LLORENS: Your new book lays out foundations in statistics and probability theory for modern machine learning. Central to those foundations is the concept of probability distributions, in particular learning distributions in the service of helping a machine perform a useful task. For example, if the task is object recognition, we may seek to learn the distribution of pixels you’d expect to see in images corresponding to objects of interest, like a teddy bear or a racecar. On smaller scales, we can at least conceive of the distributions that machines are learning. What does it mean to learn a distribution at the scale of a trillion learnable parameters? 

BISHOP: Right. That’s really interesting. So, so first of all, the fundamentals are very solid. The fact that we have this, this, sort of, foundational rock of probability theory on which everything is built is extremely powerful. But then these emergent properties that we talked about are the result of extremely complex statistics. What’s really interesting about these neural networks, let’s say, in comparison with the human brain is that we can perform perfect diagnostics on them. We can understand exactly what each neuron is doing at each moment of time. And, and so we can almost treat the system in a, in a, sort of, somewhat experimental way. We can, we can probe the system. You can apply different inputs and see how different units respond. You can play games like looking at a unit that responds to a particular input and then perhaps amplifying the, amplifying that response, adjusting the input to make that response stronger, seeing what effect it has, and so on. So there’s an aspect of machine learning these days that’s somewhat like experimental neurobiology, except with the big advantage that we have sort of perfect diagnostics. 

LLORENS: Another concept that is key in machine learning is generalization. In more specialized systems, often smaller systems, we can actually conceive of what we might mean by generalizing. In the object recognition example I used earlier, we may want to train an AI model capable of recognizing any arbitrary image of a teddy bear. Because this is a specialized task, it is easy to grasp what we mean by generalization. But what does generalization mean in our current era of large-scale AI models and systems?

BISHOP: Right. Well, generalization is a fundamental property, of course. If we couldn’t generalize, there’d be no point in building these systems. And again, these, these foundational principles apply equally at a very large scale as they do at a, at a smaller scale. But the concept of generalization really has to do with modeling the distribution from which the data is generated. So if you think about a large language model, it’s trained by predicting the next word or predicting the next token.
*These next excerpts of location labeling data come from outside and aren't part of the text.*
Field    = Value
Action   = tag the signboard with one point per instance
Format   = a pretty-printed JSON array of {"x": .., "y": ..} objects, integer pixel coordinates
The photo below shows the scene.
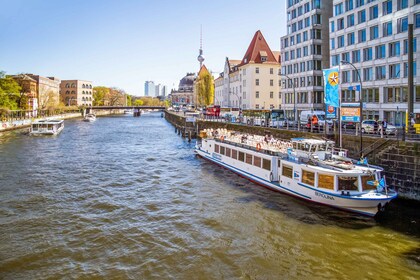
[
  {"x": 351, "y": 114},
  {"x": 331, "y": 112}
]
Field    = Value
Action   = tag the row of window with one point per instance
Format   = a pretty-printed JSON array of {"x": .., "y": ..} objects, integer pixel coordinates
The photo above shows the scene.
[
  {"x": 244, "y": 157},
  {"x": 377, "y": 52},
  {"x": 73, "y": 92},
  {"x": 73, "y": 85}
]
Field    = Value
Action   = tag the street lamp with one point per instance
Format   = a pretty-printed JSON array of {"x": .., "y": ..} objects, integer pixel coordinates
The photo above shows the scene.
[
  {"x": 360, "y": 104},
  {"x": 294, "y": 97}
]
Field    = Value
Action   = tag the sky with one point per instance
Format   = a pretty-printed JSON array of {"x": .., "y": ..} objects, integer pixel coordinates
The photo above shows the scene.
[{"x": 123, "y": 43}]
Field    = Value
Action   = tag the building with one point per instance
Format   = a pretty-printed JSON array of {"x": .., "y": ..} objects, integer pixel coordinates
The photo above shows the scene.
[
  {"x": 48, "y": 91},
  {"x": 304, "y": 53},
  {"x": 253, "y": 82},
  {"x": 29, "y": 92},
  {"x": 149, "y": 88},
  {"x": 370, "y": 39},
  {"x": 76, "y": 92},
  {"x": 185, "y": 94}
]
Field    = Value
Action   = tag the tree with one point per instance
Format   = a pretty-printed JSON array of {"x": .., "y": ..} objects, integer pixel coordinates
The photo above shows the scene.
[
  {"x": 9, "y": 92},
  {"x": 204, "y": 87},
  {"x": 99, "y": 94}
]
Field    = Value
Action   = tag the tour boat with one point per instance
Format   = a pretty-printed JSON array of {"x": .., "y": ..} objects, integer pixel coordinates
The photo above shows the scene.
[
  {"x": 90, "y": 117},
  {"x": 46, "y": 127},
  {"x": 311, "y": 169}
]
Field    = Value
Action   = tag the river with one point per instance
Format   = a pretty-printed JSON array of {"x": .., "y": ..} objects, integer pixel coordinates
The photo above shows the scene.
[{"x": 126, "y": 198}]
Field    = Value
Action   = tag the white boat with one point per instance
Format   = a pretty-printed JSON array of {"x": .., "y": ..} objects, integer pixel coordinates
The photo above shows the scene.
[
  {"x": 90, "y": 117},
  {"x": 310, "y": 169},
  {"x": 46, "y": 127}
]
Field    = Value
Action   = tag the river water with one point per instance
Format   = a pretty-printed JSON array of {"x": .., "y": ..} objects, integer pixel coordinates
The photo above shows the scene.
[{"x": 126, "y": 198}]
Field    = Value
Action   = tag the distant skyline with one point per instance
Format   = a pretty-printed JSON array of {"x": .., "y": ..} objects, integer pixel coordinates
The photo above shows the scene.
[{"x": 125, "y": 43}]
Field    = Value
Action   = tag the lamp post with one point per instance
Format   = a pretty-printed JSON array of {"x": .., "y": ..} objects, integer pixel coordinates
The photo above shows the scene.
[
  {"x": 360, "y": 104},
  {"x": 294, "y": 98}
]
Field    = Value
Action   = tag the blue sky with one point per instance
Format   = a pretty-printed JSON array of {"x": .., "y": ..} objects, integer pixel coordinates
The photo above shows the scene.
[{"x": 124, "y": 43}]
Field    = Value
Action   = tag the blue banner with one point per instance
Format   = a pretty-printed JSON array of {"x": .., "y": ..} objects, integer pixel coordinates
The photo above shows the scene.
[{"x": 331, "y": 87}]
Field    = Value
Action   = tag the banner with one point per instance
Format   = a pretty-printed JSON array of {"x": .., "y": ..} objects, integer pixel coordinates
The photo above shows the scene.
[
  {"x": 331, "y": 112},
  {"x": 331, "y": 87}
]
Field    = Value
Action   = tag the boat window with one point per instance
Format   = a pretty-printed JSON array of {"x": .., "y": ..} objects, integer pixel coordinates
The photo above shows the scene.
[
  {"x": 241, "y": 156},
  {"x": 365, "y": 180},
  {"x": 348, "y": 183},
  {"x": 326, "y": 181},
  {"x": 266, "y": 164},
  {"x": 234, "y": 154},
  {"x": 287, "y": 171},
  {"x": 308, "y": 177},
  {"x": 248, "y": 158},
  {"x": 257, "y": 161}
]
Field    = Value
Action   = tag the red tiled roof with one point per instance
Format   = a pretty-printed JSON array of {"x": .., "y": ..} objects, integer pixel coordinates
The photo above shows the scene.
[{"x": 258, "y": 48}]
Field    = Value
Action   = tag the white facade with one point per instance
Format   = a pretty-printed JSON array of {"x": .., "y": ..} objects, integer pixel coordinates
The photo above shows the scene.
[
  {"x": 373, "y": 37},
  {"x": 305, "y": 52}
]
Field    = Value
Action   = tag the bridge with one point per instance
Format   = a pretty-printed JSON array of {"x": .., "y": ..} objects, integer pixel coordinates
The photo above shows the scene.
[{"x": 126, "y": 107}]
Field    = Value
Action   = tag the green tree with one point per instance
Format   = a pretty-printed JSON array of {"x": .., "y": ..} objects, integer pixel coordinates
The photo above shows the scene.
[
  {"x": 9, "y": 92},
  {"x": 205, "y": 87},
  {"x": 99, "y": 94}
]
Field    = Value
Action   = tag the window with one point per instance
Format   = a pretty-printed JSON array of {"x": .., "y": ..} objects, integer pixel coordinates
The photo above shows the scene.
[
  {"x": 340, "y": 41},
  {"x": 394, "y": 71},
  {"x": 350, "y": 38},
  {"x": 326, "y": 181},
  {"x": 350, "y": 20},
  {"x": 387, "y": 7},
  {"x": 380, "y": 51},
  {"x": 402, "y": 4},
  {"x": 373, "y": 12},
  {"x": 368, "y": 74},
  {"x": 387, "y": 29},
  {"x": 266, "y": 164},
  {"x": 394, "y": 49},
  {"x": 361, "y": 16},
  {"x": 287, "y": 171},
  {"x": 402, "y": 24},
  {"x": 355, "y": 56},
  {"x": 340, "y": 23},
  {"x": 257, "y": 161},
  {"x": 367, "y": 54},
  {"x": 348, "y": 183},
  {"x": 374, "y": 32},
  {"x": 362, "y": 35},
  {"x": 380, "y": 72},
  {"x": 241, "y": 156},
  {"x": 308, "y": 177}
]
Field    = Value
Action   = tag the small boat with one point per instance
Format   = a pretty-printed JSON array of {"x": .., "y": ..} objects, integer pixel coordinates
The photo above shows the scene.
[
  {"x": 46, "y": 127},
  {"x": 311, "y": 169},
  {"x": 90, "y": 117}
]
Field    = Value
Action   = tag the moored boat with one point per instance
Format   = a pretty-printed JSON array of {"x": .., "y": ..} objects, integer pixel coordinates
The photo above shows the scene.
[
  {"x": 310, "y": 169},
  {"x": 46, "y": 127},
  {"x": 89, "y": 117}
]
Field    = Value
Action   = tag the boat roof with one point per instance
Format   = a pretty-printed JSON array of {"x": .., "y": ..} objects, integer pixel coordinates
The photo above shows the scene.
[
  {"x": 311, "y": 141},
  {"x": 47, "y": 121}
]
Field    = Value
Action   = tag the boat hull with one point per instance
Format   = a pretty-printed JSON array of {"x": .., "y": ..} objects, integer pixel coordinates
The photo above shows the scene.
[{"x": 367, "y": 206}]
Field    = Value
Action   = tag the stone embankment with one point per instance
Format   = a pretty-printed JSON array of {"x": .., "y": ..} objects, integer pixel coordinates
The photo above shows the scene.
[{"x": 400, "y": 159}]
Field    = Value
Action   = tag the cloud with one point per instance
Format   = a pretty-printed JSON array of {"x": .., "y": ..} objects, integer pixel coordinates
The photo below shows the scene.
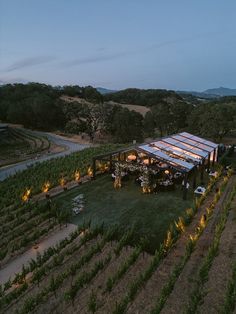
[
  {"x": 112, "y": 56},
  {"x": 4, "y": 80},
  {"x": 95, "y": 59},
  {"x": 29, "y": 62}
]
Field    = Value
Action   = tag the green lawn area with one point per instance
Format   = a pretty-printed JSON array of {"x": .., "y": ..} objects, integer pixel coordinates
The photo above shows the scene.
[{"x": 151, "y": 213}]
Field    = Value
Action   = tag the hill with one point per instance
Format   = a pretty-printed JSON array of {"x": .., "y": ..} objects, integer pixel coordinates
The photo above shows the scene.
[
  {"x": 144, "y": 97},
  {"x": 221, "y": 91},
  {"x": 105, "y": 91}
]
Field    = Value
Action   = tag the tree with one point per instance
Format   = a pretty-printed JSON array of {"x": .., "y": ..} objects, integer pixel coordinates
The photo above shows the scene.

But really what we’re doing is, is creating a task for the model that forces it to learn the underlying distribution. Now, that distribution may be extremely complex, let’s say, in the case of natural language. It can convey a tremendous amount of meaning. So, really, the system is forced to … in order to get the best possible performance, in order to make the best prediction for the next word, if you like, it’s forced to effectively understand the meaning of the content of the data. In the case of language, the meaning of effectively what’s being said. And so from a mathematical point of view, there’s a very close relationship between learning this probability distribution and the problem of data compression, because it turns out if you want to compress data in a lossless way, the optimal way to do that is to learn the distribution that generates the data. So that’s,  that’s … we show that in the book, in fact. And so, and the best way to … let’s take the example of images, for instance. If you’ve got a very, very large number of natural images and you had to compress them, the most efficient way to compress them would be to understand the mechanisms by which the images come about. There are objects. You could, you could pick a car or a bicycle or a house. There’s lighting from different angles, shadows, reflections, and so on. And learning about those mechanisms—understanding those mechanisms—will give you the best possible compression, but it’ll also give you the best possible generalization. 

LLORENS: Let’s talk briefly about one last fundamental concept—inductive bias. Of course, as you mentioned, AI models are learned from data and experience, and my question for you is, to what extent do the neural architectures underlying those models represent an inductive bias that shapes the learning?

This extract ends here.